As I was talking to someone who had experienced divorce several years ago said to me, “Everyone assumed I was spending the day with someone else. I already felt like a loser therefore, I was too embarrassed to say, “Excuse me but I have nowhere to go for the holidays. Can I come to your house?” And as I think back many years ago to my first marriage, the first Christmas after my divorce was by far the worst holiday of my life.

You will be ambushed by pain. The holidays can be a painful reminder of what once was and no longer is. Your emotions can surprise you, and catch you off guard. As people share their Christmas stories with me, one of the phrases that I hear quite often is “Wow, I wasn’t expecting that. Your emotions can be intense and unpredictable.

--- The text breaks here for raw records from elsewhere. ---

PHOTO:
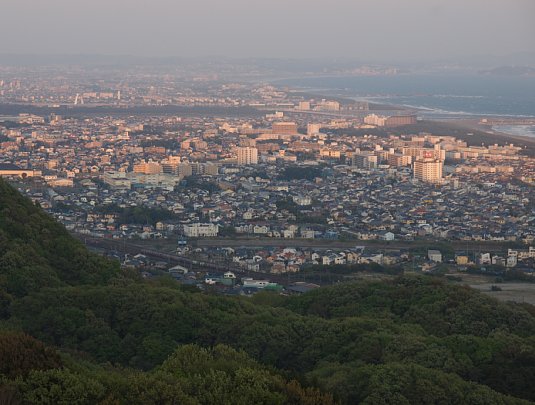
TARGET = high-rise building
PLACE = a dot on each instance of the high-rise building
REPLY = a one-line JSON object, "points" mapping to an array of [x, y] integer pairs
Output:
{"points": [[247, 156], [428, 170], [148, 168], [313, 129], [365, 160], [284, 128], [304, 105]]}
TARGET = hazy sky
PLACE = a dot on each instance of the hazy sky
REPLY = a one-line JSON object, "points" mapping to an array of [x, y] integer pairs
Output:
{"points": [[367, 29]]}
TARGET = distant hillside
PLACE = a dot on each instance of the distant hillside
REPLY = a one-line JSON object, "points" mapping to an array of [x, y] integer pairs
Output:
{"points": [[37, 252], [510, 71], [93, 336]]}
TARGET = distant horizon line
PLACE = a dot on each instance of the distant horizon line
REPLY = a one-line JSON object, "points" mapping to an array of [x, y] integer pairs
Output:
{"points": [[329, 60]]}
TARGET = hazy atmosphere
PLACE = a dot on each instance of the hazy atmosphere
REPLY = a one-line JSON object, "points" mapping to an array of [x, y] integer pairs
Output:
{"points": [[387, 30]]}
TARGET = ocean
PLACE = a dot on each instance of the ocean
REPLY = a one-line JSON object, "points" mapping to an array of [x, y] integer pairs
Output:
{"points": [[438, 96]]}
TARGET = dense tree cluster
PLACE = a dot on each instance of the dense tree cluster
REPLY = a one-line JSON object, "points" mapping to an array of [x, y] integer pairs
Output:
{"points": [[97, 336]]}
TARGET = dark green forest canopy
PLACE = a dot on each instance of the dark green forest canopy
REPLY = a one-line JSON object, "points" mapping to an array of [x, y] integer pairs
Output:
{"points": [[75, 329]]}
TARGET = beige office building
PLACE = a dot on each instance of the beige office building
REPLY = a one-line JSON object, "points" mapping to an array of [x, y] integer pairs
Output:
{"points": [[428, 170], [247, 156]]}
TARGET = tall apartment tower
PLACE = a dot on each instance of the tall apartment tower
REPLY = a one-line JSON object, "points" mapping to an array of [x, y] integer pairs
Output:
{"points": [[428, 170], [247, 156]]}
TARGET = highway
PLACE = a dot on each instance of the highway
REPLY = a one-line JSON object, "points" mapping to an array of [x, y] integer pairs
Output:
{"points": [[121, 246]]}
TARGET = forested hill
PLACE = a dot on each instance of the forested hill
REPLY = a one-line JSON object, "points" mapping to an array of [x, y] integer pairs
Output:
{"points": [[92, 335], [36, 251]]}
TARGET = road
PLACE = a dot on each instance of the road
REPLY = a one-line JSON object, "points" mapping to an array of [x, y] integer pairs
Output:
{"points": [[214, 267], [336, 244]]}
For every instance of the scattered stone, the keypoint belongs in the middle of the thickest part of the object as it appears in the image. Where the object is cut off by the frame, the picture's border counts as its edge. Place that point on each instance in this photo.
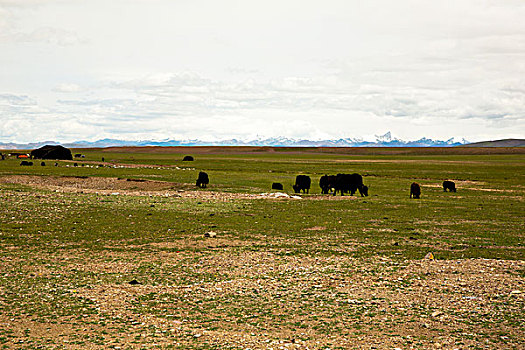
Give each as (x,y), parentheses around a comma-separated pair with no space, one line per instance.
(437,313)
(429,256)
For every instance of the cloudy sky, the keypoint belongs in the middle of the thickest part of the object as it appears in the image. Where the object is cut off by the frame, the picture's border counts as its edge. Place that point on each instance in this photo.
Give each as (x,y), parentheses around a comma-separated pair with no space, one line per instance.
(184,69)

Don’t let your loss however, become the lens through which you view all life’s circumstances. And don’t limit your thinking to Jesus birth. Consider what he came to do. He came with purpose, and it’s personal. The incarnation of God in Jesus Christ is nothing if it is not personal. He entered this world took on human flesh, and died on a cross to bear your sin. He came to defeat sin & sorrow. He came to a fallen broken world to people who are both sinners and sufferers, and he came to deal with the root of all those things.

This is what the Gospel of Jesus is about, a Savior who comes to the scene of pain, sorrow, and weeping with compassion, with comfort, and with the power to save.